Annual filings 2001–2018 No filing data published after 2018
Annual eviction filings in Jackson County 2000-2018 (Eviction Lab)2001: 35 filings2003: 46 filings2004: 37 filings2005: 35 filings2006: 41 filings2007: 92 filings2008: 104 filings2009: 92 filings2010: 64 filings2011: 48 filings2012: 51 filings2013: 74 filings2014: 81 filings2015: 87 filings2016: 91 filings2018: 74 filings

Data covers 2000–2018, the full span of the Princeton Eviction Lab's national county court-records dataset.

How Jackson County compares

Jackson County's 2.6/10 sits close to the statewide average of 2.6/10, putting it in neither the safest nor the highest-risk tier for Texas landlords.

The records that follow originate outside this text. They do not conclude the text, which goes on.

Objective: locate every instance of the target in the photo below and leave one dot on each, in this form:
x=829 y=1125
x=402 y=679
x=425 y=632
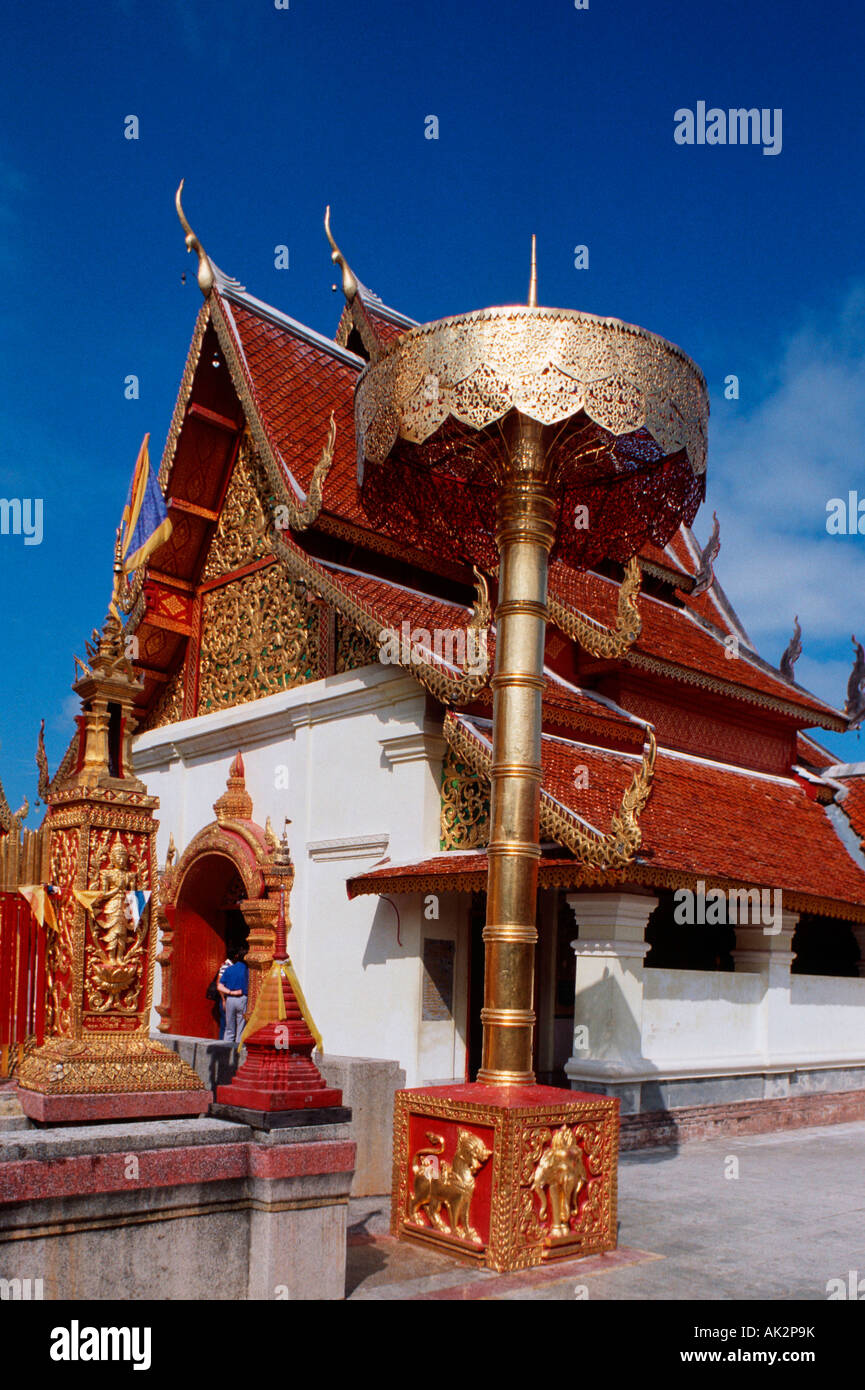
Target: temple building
x=302 y=662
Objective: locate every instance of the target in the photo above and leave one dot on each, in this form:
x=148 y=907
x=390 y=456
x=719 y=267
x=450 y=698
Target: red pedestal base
x=114 y=1105
x=506 y=1176
x=274 y=1077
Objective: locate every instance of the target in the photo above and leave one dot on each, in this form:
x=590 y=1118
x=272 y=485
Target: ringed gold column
x=524 y=537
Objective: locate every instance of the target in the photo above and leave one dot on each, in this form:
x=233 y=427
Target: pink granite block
x=130 y=1105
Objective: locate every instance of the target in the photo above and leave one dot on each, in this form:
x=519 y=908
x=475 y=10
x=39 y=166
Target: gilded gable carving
x=259 y=635
x=465 y=805
x=353 y=648
x=168 y=708
x=241 y=534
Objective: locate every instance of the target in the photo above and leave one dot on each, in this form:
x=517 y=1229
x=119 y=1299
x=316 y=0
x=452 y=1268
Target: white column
x=761 y=950
x=608 y=998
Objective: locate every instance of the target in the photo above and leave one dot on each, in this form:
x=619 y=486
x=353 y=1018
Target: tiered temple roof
x=740 y=792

Peer counties including Houston eviction risk County, Grimes County, and Terry County all fall in a similar risk band, reflecting a common profile of rural Texas eviction laws markets with moderate rent burden and stable legal frameworks. Falls County comes in slightly higher risk, while Terry County runs slightly below. None of these peers have meaningfully different tenant-protection rules given Texas eviction laws's uniform state preemption of local ordinances.

Peer counties in Texas

Same state, closest by population and Eviction Risk Score
Peer county
Houston County eviction risk
2.6
/ 10 · Low
Pop. 9.0K
Peer county
Falls County eviction risk
2.7
/ 10 · Low
Pop. 8.6K
Peer county
Grimes County eviction risk
2.6
/ 10 · Low
Pop. 10.7K
Peer county
Terry County eviction risk
2.6
/ 10 · Low
Pop. 9.8K

Where eviction risk concentrates in Jackson County

Top cities + top neighborhoods · click any card for the full breakdown

Top cities by population

Frequently asked

Frequently asked questions about Jackson County

Q1

What does the 2.6/10 county-average mean?

The 2.6/10 county-average is a population-weighted mean of 5 municipal landlord-risk scores. The internal range is 2.1 to 2.8.
Q2

What share of Jackson County households rent?

About 42.8% of occupied units in Jackson County are renter-occupied, per ACS 2023 5-year data.
Q3

How fast is eviction in Jackson County?

Eviction timeline runs at the state level under Texas eviction laws statute. See the Texas eviction laws eviction-process guide for state-specific timelines.